Alors que les clips d’IA inondent la plateforme, la branche vidéo de Google a annoncé mercredi qu’elle révisait la façon dont elle vous indique quand ce que vous regardez n’est pas réel. La détection automatique rejoint le mélange pour aider à coller ces balises à leur place.
Ce n’est pas un tout nouveau territoire. Ils ont commencé à étiqueter les produits IA il y a deux ans. Mais maintenant, ils affirment que le processus est plus simple, plus intuitif pour les téléspectateurs et moins compliqué pour les personnes qui téléchargent. René Ritchie, qui y dirige la liaison éditoriale et avec les créateurs, affirme que l’objectif est de contexte en un coup d’œil. Simple.
Si vous regardez du contenu de longue durée, en particulier des contenus photoréalistes ou des vidéos « modifiées ou générées de manière significative » par l’IA, l’étiquette apparaît juste en dessous du lecteur. Au dessus de la description. Difficile de rater.
Pour les Shorts, qui semblent prendre le temps de chacun, l’étiquette est une superposition. Il se trouve directement au-dessus de la vidéo. Aucun défilement nécessaire.

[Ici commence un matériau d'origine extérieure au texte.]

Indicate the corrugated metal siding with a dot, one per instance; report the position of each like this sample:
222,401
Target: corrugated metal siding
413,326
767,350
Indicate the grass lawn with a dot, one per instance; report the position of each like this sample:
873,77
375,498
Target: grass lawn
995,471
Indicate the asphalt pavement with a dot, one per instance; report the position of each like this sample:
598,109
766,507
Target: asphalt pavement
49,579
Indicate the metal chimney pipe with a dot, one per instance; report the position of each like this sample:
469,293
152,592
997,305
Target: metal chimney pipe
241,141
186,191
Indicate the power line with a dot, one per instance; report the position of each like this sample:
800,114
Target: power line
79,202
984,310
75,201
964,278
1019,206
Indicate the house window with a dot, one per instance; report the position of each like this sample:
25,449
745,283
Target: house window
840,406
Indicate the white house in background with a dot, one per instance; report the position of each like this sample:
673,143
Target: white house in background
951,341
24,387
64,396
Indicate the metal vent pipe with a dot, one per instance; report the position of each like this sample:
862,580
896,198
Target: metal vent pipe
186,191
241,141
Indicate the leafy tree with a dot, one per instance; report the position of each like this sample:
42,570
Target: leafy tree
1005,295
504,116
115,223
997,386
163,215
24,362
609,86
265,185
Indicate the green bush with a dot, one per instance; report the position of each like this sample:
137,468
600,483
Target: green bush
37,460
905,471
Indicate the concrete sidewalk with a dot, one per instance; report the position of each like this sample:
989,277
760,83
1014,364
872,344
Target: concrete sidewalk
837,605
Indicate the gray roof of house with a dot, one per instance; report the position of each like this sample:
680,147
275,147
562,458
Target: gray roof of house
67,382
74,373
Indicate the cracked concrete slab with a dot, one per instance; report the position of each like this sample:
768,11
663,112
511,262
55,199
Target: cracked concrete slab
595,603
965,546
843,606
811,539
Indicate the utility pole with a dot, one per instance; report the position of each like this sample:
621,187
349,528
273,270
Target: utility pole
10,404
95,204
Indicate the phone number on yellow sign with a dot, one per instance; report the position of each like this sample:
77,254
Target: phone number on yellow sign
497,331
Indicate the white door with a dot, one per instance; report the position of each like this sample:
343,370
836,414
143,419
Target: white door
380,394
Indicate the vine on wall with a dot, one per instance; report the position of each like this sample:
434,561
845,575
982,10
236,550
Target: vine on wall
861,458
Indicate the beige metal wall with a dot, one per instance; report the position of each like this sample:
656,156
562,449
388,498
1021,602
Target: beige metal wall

Il fallait déjà dire si vous utilisiez une IA réaliste. Cette règle reste. Mais disons qu’un créateur oublie ? Ou des mensonges ?
YouTube s’en fiche.
La plate-forme utilise désormais ses propres outils pour détecter le contenu généré par l’IA. Si l’algorithme le repère, il appose une étiquette. Automatiquement. Vous pouvez essayer de le combattre, de supprimer le tag si vous pensez que le système a commis une erreur. Cela ne fonctionnera pas.
Si la vidéo utilise les propres outils de Google ou contient des métadonnées signalant l’IA générative, l’étiquette reste en place.
Il n’y a vraiment aucune conséquence. Pas du mauvais genre. Le label ne détruit pas votre classement. Cela ne tue pas la monétisation. Cela existe simplement. Une empreinte numérique sur une fausse réalité.
Est-ce suffisant pour nous garder honnêtes ? Peut être.
Ou peut-être que nous nous habituons simplement à l’idée que rien à l’écran n’est vraiment ce qu’il paraît.